"I have already told you, sir," cried Cabrera, furiously, "that I am of equal rank with any Elio or other general in the armies of Don Carlos. Have not I done more than any other? Was it not I who carried my command to the gates of Madrid? Aye, and had I been left to myself, I should have succeeded in cutting off that fox Mendizábal. Now, however, I am absolutely independent, owing authority to no man, save to the King alone. It is mine to give or to withhold, to punish or to pardon. Therefore I, General Ramon Cabrera, having sworn publicly to avenge my mother, when, where, and how I can, solemnly declare that, as a retaliation, I will shoot these three prisoners to-morrow at sunrise, even as Nogueras, the representative of this woman who calls herself Queen-Regent of Spain, shot down my innocent mother for the sole crime of giving birth to an unworthy son! Take them away! I will hear no more!"


Thus in a moment was Rollo toppled from the highest pinnacle of happiness, for such to a young man is the hope of immediate success. He cursed the hour he had entered the bloodthirsty land of Spain. He cursed his visit to the Abbey of Montblanch, and the day on which he accepted a commission from men without honour or humanity. He was indeed almost in case to do himself a hurt, and both Concha and the Sergeant watched him with anxious solicitude during the remainder of the afternoon as he wandered disconsolately about the little camp, twirling his moustache and clanking Killiecrankie at his heels with so fierce an air, that even Cabrera's officers, no laggards on the field of honour, kept prudently out of his way.

The royal party had been disposed in a small house, a mere summer residence of some of the bourgeois folk of Aranda, and there, by an unexpected act of grace and at the special supplication of the Sergeant, La Giralda had been permitted to wait upon them.

The beauty of Concha was not long in producing its usual effect upon the impressionable sons of Navarre and Guipuzcoa. But the Sergeant, whose prestige was unbounded, soon gave them to understand that the girl had better be left to go her own way, having two such protectors as Rollo and El Sarria to fight her battles for her.

To the secret satisfaction of all the Sergeant did not resume his duties in the camp of Cabrera. The troop to which he belonged had been left behind to watch the movements of the enemy. For Cabrera had barely escaped from a strong force under Espartero near the walls of Madrid itself, by showing the cleanest of heels possible. Cardono, therefore, still attached himself unreproved to the party of Rollo, which camped a little apart. A guard of picked men was, however, placed over the quarters of the royal family. This Cabrera saw to himself, and then sullenly withdrew into his tent for the night to drink aguardiente by himself, in gloomy converse with a heart into whose dark secrets at no time could any man enter. It is, indeed, the most charitable supposition that at this period of his life Ramon Cabrera's love for a mother most cruelly murdered had rendered him temporarily insane.

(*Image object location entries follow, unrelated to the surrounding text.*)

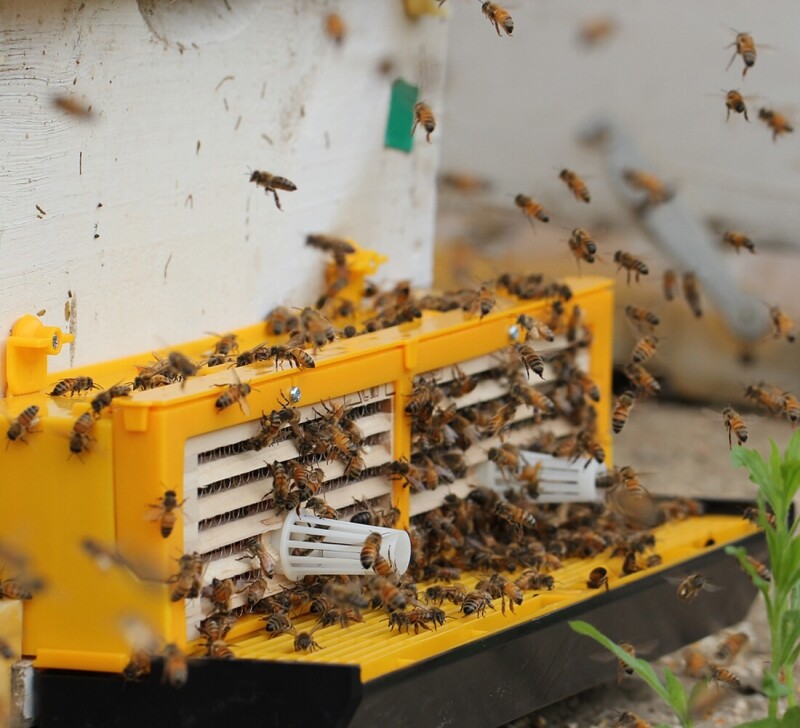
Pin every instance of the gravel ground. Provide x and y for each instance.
(685, 451)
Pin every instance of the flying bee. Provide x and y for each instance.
(654, 188)
(761, 570)
(641, 318)
(79, 437)
(731, 646)
(176, 668)
(776, 121)
(371, 550)
(598, 577)
(23, 424)
(335, 28)
(166, 511)
(424, 116)
(531, 209)
(498, 17)
(622, 410)
(690, 587)
(691, 292)
(515, 516)
(576, 185)
(281, 319)
(631, 265)
(735, 425)
(745, 47)
(644, 350)
(582, 246)
(272, 183)
(670, 285)
(722, 675)
(104, 398)
(531, 360)
(304, 641)
(74, 385)
(782, 325)
(236, 392)
(734, 101)
(534, 328)
(641, 379)
(476, 603)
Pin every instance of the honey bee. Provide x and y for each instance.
(644, 350)
(304, 641)
(744, 47)
(735, 425)
(455, 593)
(79, 437)
(670, 283)
(776, 121)
(277, 624)
(691, 292)
(74, 385)
(627, 719)
(734, 101)
(335, 28)
(630, 264)
(582, 246)
(531, 360)
(104, 399)
(691, 586)
(424, 116)
(281, 319)
(498, 17)
(189, 579)
(695, 663)
(371, 550)
(181, 366)
(515, 516)
(598, 577)
(531, 209)
(722, 675)
(738, 241)
(576, 185)
(272, 183)
(138, 666)
(476, 603)
(731, 646)
(23, 424)
(622, 410)
(782, 325)
(762, 572)
(234, 393)
(176, 667)
(641, 379)
(166, 510)
(654, 188)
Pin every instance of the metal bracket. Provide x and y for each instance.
(678, 233)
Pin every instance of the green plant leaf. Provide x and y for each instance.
(640, 667)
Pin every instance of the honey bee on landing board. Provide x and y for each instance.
(272, 183)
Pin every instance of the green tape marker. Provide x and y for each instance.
(401, 116)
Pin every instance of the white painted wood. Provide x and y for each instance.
(186, 243)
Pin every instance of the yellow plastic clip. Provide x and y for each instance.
(29, 345)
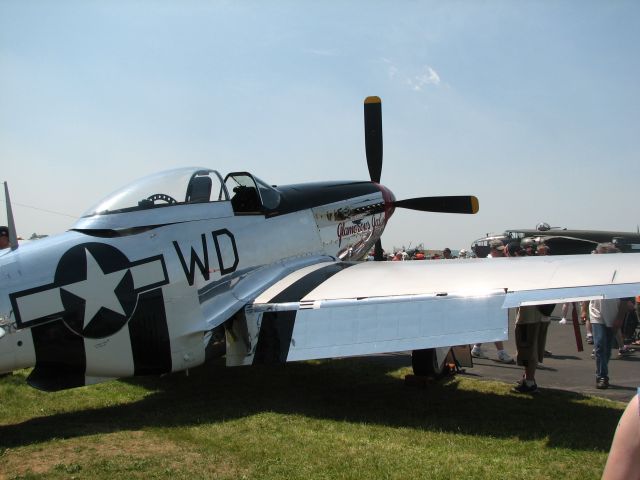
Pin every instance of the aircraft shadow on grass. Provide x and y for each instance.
(351, 390)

Deprived of La Giralda, and judging that Rollo was in no mood to be spoken with, Concha Cabezos took refuge in the society of El Sarria. That stalwart man of few words, though in the days of her light-heartedness quite careless of her wiles, and, indeed, unconscious of them, was in his way strongly attached to her. He loved the girl for the sake of her devotion to Dolóres, as well as because of the secret preference which all grave and silent men have for the winsome and gay.

"This Butcher of Tortosa," she said in a low voice to Ramon Garcia, "will surely never do the thing he threatens. Not even a devil out of hell could slay in cold blood not the Queen-Regent only, but also the innocent little maid who never did any man a wrong."

El Sarria looked keenly about him for possible listeners. Concha and he sat at some distance above the camp, and El Sarria was idly employed in breaking off pieces of shaly rock and trying to hit a certain pinnacle of white quartz which made a prominent target a few yards beneath them.

"I think he will," said Ramon Garcia, slowly. "Cabrera is a sullen dog at all times, and the very devil in his cups. Besides, who am I to blame him—is there not the matter of his mother? Had it been Dolóres—well. For her sake I would have shot half a dozen royal families."